If you’re a true blue Singaporean, ‘homesickness’ would almost definitely involve some kind of nostalgic rambling about…you guessed it, food. Chats with my fellow Singaporeans 5 months into our stays sometimes go into emotional reminiscing about hawker food – bak chor mee, roti prata, hokkien mee being some of the common few we rave about.

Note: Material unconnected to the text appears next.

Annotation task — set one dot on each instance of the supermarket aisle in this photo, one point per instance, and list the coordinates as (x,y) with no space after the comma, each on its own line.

The first time I was here in Japan I didn’t really miss Singaporean food that much, so I learnt to make a lot of Japanese food instead – oyakodon, chicken karaage, okonomiyaki, curry rice…basic Japanese home-cooked food. My concession to Singaporean food came in the form of instant Prima mixes and Knorr instant soups. This time round, however, probably because I don’t have the luxury of having someone send the mixes to me (and also because of the cold), I started to crave a lot of the spicy, flavourful hawker food we have at home. With a larger kitchen and more spending money than my previous stay, I started my experimentation with online recipes.
I satisfied one craving today with or chien (oyster omelette) for lunch. Oysters are sometimes sold at a reasonable price at this time, and I got a pack of about 11 oysters for 258 yen at the local supermarket. I think I could have made it crispier by letting the batter sit a little longer before adding the egg, but it was still good and really reminded me of home.